Fifty-eight percent of Democrats say they prefer any candidate other than Biden, according to recent polls by ABC News and The Washington Post. That's not good news for a president who has an approval rating of only 42 percent for his work in the White House.

I came to Washington to listen to and report on Biden's State of the Union Address. But in truth, the speech was about the enormous lack of unity that exists in the United States. In my 40 years in this country, I have never seen politics so polarized.

The cordiality, respect and decency that used to prevail in these types of events has disappeared. “Liar!” Republican Congress member Marjorie Taylor Green shouted at Biden when the president spoke about reducing the government debt. But Taylor Green – known for her conspiracy theories and refusal to recognize Biden's electoral victory – was not alone. Several other members also interrupted the president's 73-minute speech, and one of them even shouted “It's your fault” when he mentioned the fentanyl smuggling from Mexico.
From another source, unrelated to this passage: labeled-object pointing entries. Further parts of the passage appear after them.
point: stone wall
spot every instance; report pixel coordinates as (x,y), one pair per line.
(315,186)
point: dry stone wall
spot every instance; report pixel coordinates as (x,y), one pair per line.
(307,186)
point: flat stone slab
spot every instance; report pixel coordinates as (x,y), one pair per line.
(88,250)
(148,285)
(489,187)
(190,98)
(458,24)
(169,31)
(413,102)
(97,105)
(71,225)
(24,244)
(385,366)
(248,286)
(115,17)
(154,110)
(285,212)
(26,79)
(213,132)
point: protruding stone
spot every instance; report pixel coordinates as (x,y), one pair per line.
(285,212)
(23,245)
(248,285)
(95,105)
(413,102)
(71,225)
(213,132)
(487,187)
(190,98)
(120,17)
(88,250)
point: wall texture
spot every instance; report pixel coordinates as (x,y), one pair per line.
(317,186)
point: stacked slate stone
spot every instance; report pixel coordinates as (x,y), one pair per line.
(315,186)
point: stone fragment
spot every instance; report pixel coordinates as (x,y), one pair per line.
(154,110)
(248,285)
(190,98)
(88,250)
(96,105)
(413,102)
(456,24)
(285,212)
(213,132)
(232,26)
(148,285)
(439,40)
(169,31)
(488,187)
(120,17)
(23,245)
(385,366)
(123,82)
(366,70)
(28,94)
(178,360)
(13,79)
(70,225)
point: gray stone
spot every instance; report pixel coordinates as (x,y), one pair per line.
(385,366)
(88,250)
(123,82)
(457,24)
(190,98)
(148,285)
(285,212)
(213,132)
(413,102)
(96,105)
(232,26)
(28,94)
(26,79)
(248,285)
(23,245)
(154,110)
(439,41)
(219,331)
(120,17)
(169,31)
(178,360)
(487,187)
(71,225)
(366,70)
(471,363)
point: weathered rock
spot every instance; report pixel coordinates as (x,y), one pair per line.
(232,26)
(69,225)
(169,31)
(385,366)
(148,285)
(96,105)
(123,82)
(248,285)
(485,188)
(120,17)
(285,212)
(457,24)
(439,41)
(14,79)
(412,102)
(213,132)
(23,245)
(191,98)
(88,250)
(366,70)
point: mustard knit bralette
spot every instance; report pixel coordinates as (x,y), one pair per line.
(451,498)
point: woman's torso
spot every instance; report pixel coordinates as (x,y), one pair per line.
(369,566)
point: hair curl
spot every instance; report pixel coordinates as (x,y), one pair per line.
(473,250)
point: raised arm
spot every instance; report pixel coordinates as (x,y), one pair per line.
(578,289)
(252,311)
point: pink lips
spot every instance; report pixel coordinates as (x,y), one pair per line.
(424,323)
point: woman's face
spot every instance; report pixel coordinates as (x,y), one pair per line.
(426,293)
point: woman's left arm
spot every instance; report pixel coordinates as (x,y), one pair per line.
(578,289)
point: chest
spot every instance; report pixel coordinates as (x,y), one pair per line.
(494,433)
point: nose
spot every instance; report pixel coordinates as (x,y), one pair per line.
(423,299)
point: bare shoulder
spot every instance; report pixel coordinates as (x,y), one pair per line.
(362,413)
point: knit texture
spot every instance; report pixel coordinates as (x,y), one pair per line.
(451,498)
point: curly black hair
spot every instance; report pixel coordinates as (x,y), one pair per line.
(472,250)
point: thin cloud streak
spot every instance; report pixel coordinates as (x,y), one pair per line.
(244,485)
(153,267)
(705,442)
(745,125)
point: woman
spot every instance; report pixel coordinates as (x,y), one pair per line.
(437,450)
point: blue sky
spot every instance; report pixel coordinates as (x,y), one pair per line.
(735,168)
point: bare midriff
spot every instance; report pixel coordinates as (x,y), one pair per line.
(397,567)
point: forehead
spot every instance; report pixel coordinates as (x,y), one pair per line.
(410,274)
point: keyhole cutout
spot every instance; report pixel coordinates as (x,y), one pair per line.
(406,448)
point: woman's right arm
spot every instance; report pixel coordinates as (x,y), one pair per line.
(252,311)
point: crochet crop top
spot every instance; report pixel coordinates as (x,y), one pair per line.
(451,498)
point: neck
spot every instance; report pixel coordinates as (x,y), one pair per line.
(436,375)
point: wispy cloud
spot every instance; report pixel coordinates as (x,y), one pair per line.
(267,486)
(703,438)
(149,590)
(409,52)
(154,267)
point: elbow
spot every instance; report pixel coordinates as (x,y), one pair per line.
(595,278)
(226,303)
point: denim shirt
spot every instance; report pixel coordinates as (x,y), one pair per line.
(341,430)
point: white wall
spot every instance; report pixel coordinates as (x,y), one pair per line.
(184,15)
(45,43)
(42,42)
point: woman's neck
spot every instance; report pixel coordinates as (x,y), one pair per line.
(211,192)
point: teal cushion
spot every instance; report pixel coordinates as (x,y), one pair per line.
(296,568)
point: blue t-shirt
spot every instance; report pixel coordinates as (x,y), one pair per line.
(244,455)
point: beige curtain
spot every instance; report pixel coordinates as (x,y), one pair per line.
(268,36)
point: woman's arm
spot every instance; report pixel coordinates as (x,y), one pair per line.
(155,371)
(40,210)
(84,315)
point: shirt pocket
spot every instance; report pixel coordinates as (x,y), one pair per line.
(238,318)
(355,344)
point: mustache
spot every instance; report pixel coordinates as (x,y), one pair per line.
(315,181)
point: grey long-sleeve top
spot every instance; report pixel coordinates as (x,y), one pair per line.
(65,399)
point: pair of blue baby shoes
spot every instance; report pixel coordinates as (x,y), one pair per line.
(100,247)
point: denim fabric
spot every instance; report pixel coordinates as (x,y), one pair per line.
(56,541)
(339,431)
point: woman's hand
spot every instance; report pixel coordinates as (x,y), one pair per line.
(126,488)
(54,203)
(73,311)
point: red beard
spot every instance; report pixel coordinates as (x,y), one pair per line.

The insults are breaking through digital barriers.

It is as though the stupidities and aggressive attitudes that prevail in social media have invaded all the spaces of our society. The border between real and digital life is increasingly disappearing. There are people who turn into their own avatars. Psychologists call it the “symbolic body.” Suddenly, you become what you project. And then it's very difficult to separate yourself from the virtual image you have created or invented.
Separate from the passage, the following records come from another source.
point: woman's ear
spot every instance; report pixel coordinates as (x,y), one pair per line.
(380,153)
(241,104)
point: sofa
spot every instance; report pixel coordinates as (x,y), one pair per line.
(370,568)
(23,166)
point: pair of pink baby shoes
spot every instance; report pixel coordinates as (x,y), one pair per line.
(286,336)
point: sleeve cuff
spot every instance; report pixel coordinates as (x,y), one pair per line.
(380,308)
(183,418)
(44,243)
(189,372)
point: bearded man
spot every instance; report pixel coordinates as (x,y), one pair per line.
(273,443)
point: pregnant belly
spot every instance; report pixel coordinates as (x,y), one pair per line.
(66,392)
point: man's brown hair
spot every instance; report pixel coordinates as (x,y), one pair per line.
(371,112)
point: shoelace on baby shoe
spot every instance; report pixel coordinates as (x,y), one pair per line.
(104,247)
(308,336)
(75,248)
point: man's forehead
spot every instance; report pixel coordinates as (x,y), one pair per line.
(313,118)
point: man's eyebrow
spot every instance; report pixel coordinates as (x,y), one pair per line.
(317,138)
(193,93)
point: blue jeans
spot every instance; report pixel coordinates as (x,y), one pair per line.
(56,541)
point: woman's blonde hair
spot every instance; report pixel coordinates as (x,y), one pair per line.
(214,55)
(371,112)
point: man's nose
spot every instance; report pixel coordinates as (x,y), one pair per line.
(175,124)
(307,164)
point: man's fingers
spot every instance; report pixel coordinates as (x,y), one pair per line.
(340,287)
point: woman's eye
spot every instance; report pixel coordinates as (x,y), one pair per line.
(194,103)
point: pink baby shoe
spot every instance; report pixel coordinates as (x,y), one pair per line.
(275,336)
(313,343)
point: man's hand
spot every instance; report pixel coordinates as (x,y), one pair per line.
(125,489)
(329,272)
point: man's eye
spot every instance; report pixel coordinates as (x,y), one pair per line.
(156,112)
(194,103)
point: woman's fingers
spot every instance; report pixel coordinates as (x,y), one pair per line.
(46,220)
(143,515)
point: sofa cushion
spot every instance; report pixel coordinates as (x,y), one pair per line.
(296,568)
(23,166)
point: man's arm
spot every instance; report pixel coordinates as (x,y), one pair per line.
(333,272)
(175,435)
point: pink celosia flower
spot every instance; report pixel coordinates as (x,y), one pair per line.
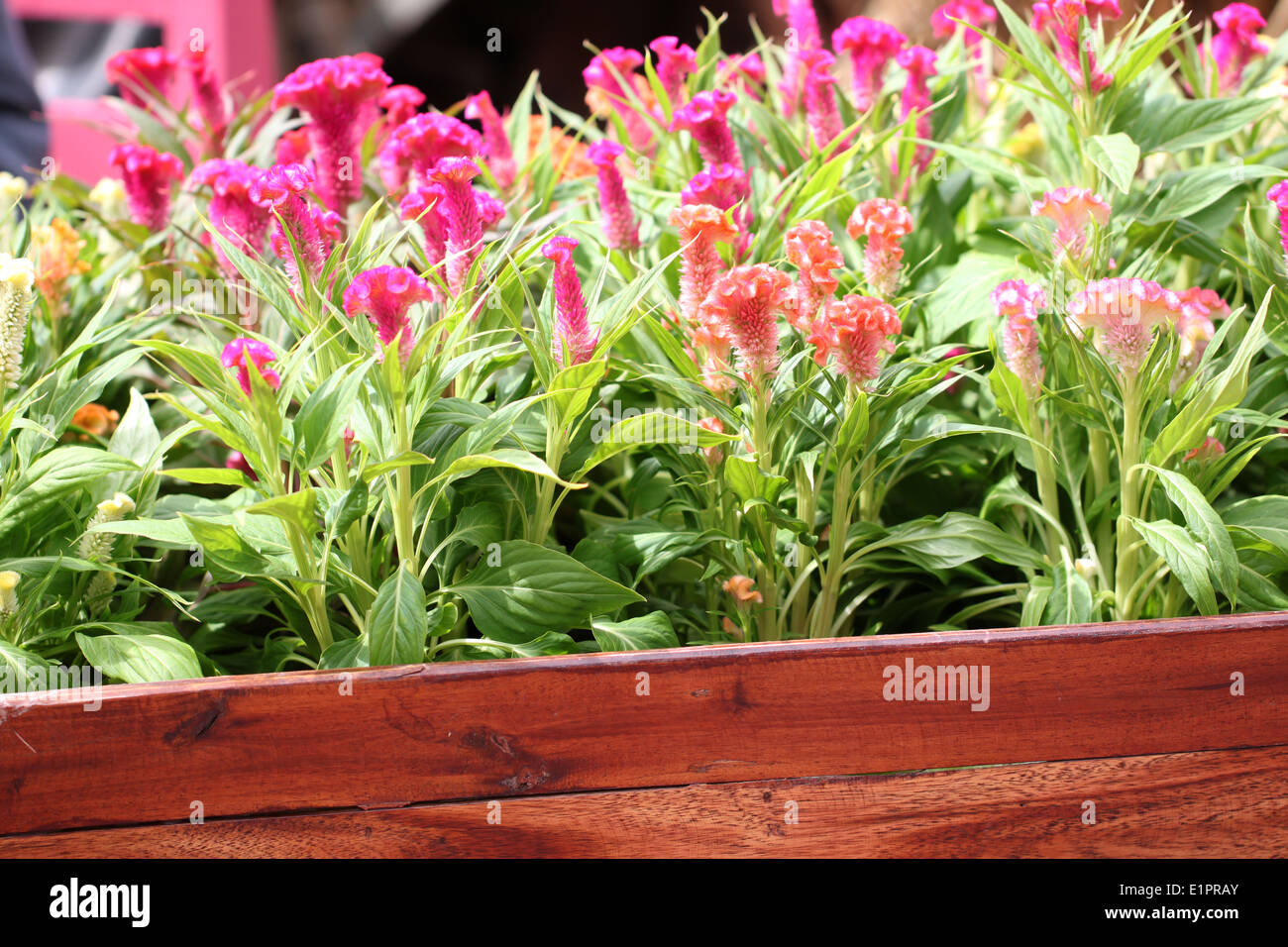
(884,223)
(745,304)
(384,295)
(338,94)
(141,73)
(871,46)
(241,354)
(147,175)
(572,322)
(674,62)
(232,211)
(919,64)
(809,248)
(700,227)
(1124,313)
(1073,209)
(857,330)
(619,226)
(1019,304)
(500,155)
(704,118)
(803,35)
(1236,43)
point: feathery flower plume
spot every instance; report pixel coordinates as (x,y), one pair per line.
(336,94)
(147,175)
(572,321)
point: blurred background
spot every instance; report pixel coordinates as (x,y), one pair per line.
(446,48)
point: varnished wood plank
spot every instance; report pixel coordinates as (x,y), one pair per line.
(300,741)
(1225,802)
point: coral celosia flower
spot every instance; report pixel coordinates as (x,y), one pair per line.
(674,62)
(147,175)
(700,227)
(743,304)
(857,330)
(232,211)
(336,94)
(17,282)
(1124,313)
(1020,304)
(809,248)
(384,295)
(1236,43)
(619,226)
(871,44)
(141,73)
(1073,209)
(572,333)
(884,223)
(241,354)
(500,155)
(704,118)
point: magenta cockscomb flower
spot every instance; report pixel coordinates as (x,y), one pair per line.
(1124,313)
(884,223)
(339,97)
(803,35)
(809,248)
(149,176)
(704,118)
(675,60)
(241,354)
(1074,210)
(745,304)
(700,227)
(385,295)
(500,155)
(572,322)
(1019,305)
(919,64)
(857,331)
(621,228)
(871,46)
(232,211)
(141,73)
(1236,43)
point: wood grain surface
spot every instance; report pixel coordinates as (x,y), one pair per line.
(400,736)
(1224,802)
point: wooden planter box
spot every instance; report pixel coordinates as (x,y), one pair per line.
(786,749)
And since we're talking about people who are boorish and liars, let's move on to Donald Trump. Republicans also don't want him to run again for the presidency. Forty-nine percent prefer someone else as head of the party. Trump is a loser. He lost the 2020 elections by a good margin, and many of the candidates he backed in 2022 also lost.

Nevertheless, he invented a winning avatar for himself, and no one can get him out of there. He invented the Big Lie that he beat Biden in the 2020 presidential elections. And worst still, millions believe him, according to polls. (Note to reader: The center of US power is not Mar-A-Lago.)

The most interesting part of the ABC and Washington Post polls is that in a head-to-head race, Trump supposedly would beat Biden 48 to 45 percent. But the gap is within the margin of error and it comes 21 months before the 2024 balloting – when anything can happen.

Top Democratic leaders are convinced Biden would beat Trump again. At least that's the message they steadfastly believe. That's what I and a small group of journalists we were told here in Washington by Senate leader Chuck Schumer and the new minority leader in the House, Hakeem Jeffries.

The truth is that if Biden wants to run for president again at the age of 80, no member of his party will dare challenge him. Even if he would be the first octogenarian in the White House. NPR recently asked, “How old is too old to be president?”

There is, of course, a long list of other possible Democratic contenders. But none of them has done the key thing: beat Trump. And the logic of Biden's supporters is very simple: He did it once, he can do it again.

Among Republicans, there is a similar attitude toward Trump. But more than respect, it's an issue of fear. No one would dare tell Trump, 76, to abandon his second campaign for the Republican nomination. The young governor of Arkansas, Sarah Huckabee Sanders – who served as Trump's spokesperson and is 40 years old – approached the delicate issue in her reply to Biden's state of the union address, saying that “it is time for a new generation of Republican leadership.” But she did not dare mention Trump by name.

It is possible that we will soon know who will face Trump for the GOP nomination. The names making the most noise are those of Florida Gov. Ron DeSantis and former U.N. Ambassador Nicky Haley. But clearly, no one want to be the first to announce a candidacy. That would guarantee him or her the typically brutal Trumpian attacks on the digital jungle.

It's important to note that both parties have young politicians ready to try new ideas, to work with the opposition and be more inclusive in a country increasingly diverse. It is not possible that, well into the 21 st Century, the only political alternative would be Biden vs. Trump and constant polarization.

The United States is stuck. The future has been born, but it doesn't know how to leave the past behind.